Never subjugate your minds to the media of this age and blindly be led in paths laid for us by the enemy of our souls. John MacArthur aptly said, “Unless we are willing to examine all things carefully, we cannot hope to have any defense against reckless faith.” Only in careful scrutiny will we be able to discern light from darkness.

We carry the world in our pocket. From international news agencies to social media platforms, we’re endlessly besieged with bytes of stories, political commentary, cultural opinion, conspiracies, blogs, and the ever-maddening notification ping of breaking news. A staggering 3.5 billion people on our planet have been identified as users and consumers of this assortment of media. In fact, most of us will spend an average of three hours every day engaging with this unrelenting barrage of information.
Over the past several months, we’ve seen how quickly news and social media can elicit fear, provoke anger, and fuel movements. This information overload is sometimes more than we can bear and has sent believers and unbelievers alike spiraling into despair and hopelessness as we’re simply trying to discern what to believe.

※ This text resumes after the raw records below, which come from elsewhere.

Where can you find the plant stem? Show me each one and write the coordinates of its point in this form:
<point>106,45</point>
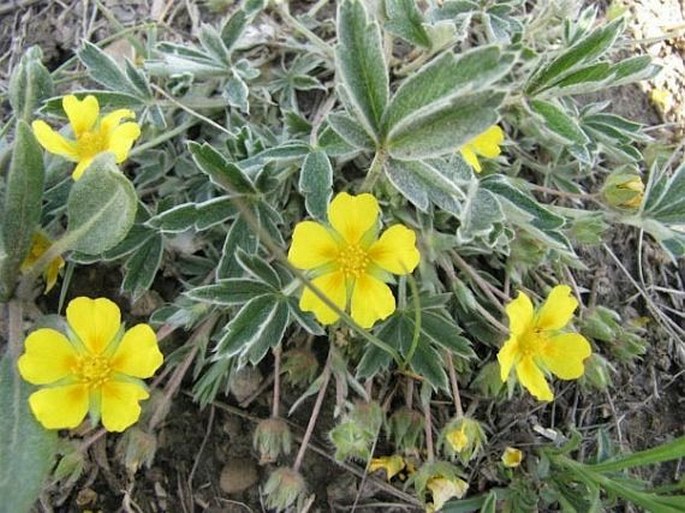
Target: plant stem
<point>277,381</point>
<point>325,377</point>
<point>455,384</point>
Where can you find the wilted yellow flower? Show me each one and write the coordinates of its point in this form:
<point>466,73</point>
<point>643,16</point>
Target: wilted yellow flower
<point>486,145</point>
<point>96,368</point>
<point>536,342</point>
<point>443,489</point>
<point>39,246</point>
<point>512,457</point>
<point>349,262</point>
<point>93,135</point>
<point>392,465</point>
<point>457,438</point>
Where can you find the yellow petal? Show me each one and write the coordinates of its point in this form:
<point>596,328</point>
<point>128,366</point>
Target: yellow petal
<point>487,144</point>
<point>512,457</point>
<point>82,114</point>
<point>81,167</point>
<point>564,354</point>
<point>532,378</point>
<point>558,310</point>
<point>110,121</point>
<point>331,284</point>
<point>372,300</point>
<point>60,407</point>
<point>312,246</point>
<point>119,405</point>
<point>392,465</point>
<point>94,321</point>
<point>48,357</point>
<point>508,356</point>
<point>122,139</point>
<point>471,158</point>
<point>520,313</point>
<point>138,354</point>
<point>396,250</point>
<point>54,142</point>
<point>353,216</point>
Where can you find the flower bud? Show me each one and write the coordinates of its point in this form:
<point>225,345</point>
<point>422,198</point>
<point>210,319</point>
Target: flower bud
<point>405,429</point>
<point>624,190</point>
<point>284,487</point>
<point>462,437</point>
<point>512,457</point>
<point>272,438</point>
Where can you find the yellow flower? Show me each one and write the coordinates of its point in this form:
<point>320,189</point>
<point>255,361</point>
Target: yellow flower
<point>486,145</point>
<point>349,262</point>
<point>512,457</point>
<point>457,438</point>
<point>392,465</point>
<point>93,135</point>
<point>39,246</point>
<point>443,489</point>
<point>96,368</point>
<point>536,342</point>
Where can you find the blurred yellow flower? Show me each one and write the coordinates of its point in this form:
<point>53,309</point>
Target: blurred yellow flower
<point>443,489</point>
<point>93,134</point>
<point>39,246</point>
<point>349,262</point>
<point>512,457</point>
<point>392,465</point>
<point>457,438</point>
<point>96,368</point>
<point>486,145</point>
<point>536,343</point>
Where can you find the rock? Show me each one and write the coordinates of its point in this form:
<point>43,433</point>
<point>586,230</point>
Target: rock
<point>238,474</point>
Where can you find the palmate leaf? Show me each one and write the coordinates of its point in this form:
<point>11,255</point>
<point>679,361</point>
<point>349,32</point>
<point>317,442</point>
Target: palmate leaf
<point>361,63</point>
<point>256,328</point>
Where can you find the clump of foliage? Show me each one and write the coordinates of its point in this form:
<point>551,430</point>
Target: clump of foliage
<point>397,185</point>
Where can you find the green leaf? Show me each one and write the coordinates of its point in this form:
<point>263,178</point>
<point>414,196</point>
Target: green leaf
<point>559,123</point>
<point>211,41</point>
<point>259,325</point>
<point>361,63</point>
<point>584,51</point>
<point>447,77</point>
<point>259,268</point>
<point>406,21</point>
<point>665,200</point>
<point>224,174</point>
<point>30,84</point>
<point>229,292</point>
<point>423,182</point>
<point>540,216</point>
<point>316,183</point>
<point>236,92</point>
<point>142,266</point>
<point>101,207</point>
<point>304,319</point>
<point>104,70</point>
<point>27,450</point>
<point>352,132</point>
<point>445,127</point>
<point>23,205</point>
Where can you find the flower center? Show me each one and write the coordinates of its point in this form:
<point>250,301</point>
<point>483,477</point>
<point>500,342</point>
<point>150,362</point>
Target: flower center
<point>90,144</point>
<point>93,371</point>
<point>532,342</point>
<point>353,260</point>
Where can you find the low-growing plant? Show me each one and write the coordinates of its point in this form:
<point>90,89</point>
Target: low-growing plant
<point>372,200</point>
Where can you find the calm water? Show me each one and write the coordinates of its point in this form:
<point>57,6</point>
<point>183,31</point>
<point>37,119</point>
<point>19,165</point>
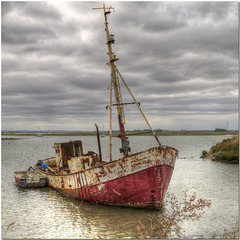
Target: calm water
<point>45,213</point>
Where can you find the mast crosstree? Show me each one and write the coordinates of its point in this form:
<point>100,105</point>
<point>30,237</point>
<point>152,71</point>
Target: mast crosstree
<point>114,84</point>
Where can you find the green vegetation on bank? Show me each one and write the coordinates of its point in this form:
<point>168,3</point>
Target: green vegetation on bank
<point>227,151</point>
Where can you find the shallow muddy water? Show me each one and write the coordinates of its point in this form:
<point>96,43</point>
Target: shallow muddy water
<point>46,213</point>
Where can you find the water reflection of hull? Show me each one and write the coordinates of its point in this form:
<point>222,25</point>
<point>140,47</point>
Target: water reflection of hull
<point>139,180</point>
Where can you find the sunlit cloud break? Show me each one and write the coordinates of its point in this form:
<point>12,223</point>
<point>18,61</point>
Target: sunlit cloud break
<point>180,60</point>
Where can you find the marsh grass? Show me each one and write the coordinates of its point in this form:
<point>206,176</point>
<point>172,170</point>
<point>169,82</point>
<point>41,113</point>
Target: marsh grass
<point>166,223</point>
<point>227,150</point>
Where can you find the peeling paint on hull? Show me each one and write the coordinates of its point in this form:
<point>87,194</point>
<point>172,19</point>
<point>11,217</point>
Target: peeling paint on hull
<point>139,180</point>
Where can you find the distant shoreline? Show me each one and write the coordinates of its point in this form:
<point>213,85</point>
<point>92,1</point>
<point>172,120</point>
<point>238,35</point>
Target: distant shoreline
<point>115,134</point>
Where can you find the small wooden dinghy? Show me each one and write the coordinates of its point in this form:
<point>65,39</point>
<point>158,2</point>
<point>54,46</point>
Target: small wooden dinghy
<point>29,179</point>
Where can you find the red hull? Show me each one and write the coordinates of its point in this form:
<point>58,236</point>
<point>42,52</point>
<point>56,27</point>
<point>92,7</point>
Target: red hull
<point>138,193</point>
<point>140,180</point>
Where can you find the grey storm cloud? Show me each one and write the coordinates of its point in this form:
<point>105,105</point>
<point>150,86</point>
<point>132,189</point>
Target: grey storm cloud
<point>180,60</point>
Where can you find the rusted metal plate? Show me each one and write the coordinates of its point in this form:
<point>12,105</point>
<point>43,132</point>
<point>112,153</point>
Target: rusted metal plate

Throughout Scripture, believers are repeatedly cautioned to maintain a sharpened awareness of the difference between truth and error. Paul implored the Thessalonian church: “Test everything; hold fast what is good. Abstain from every form of evil” (1 Thess. 5:21–22). Similarly, Paul encouraged the Ephesians to “try to discern what is pleasing to the Lord. Take no part in the unfruitful works of darkness, but instead expose them” (Eph 5:10–11). Therefore, spiritual discernment is not optional for the believer but is a clearly commanded necessity for proper Christian living. However, many believers have never been adequately instructed regarding how to develop truly biblical spiritual discernment. Such instruction is vital in the information surplus of our day.
Desire Wisdom
Our desire for spiritual discernment is directly related, at a deeper level, to our desire for wisdom. This type of wisdom is to be searched for, longed for, and pursued by every believer. In the opening sentence of his Institutes of the Christian Religion, John Calvin said, “Nearly all the wisdom we possess, that is to say, true and sound wisdom, consists of two parts: the knowledge of God and of ourselves.” Calvin reminds us that to receive true wisdom, and therefore the spiritual ability to discern, begins with a right knowledge of our Creator. No doubt he would have had Proverbs 9:10 in mind: “The fear of the Lord is the beginning of wisdom.” The current inability to determine truth from error finds its origin in a fundamental lack of understanding of the holiness and glory of the triune God and the sinful depravity of man.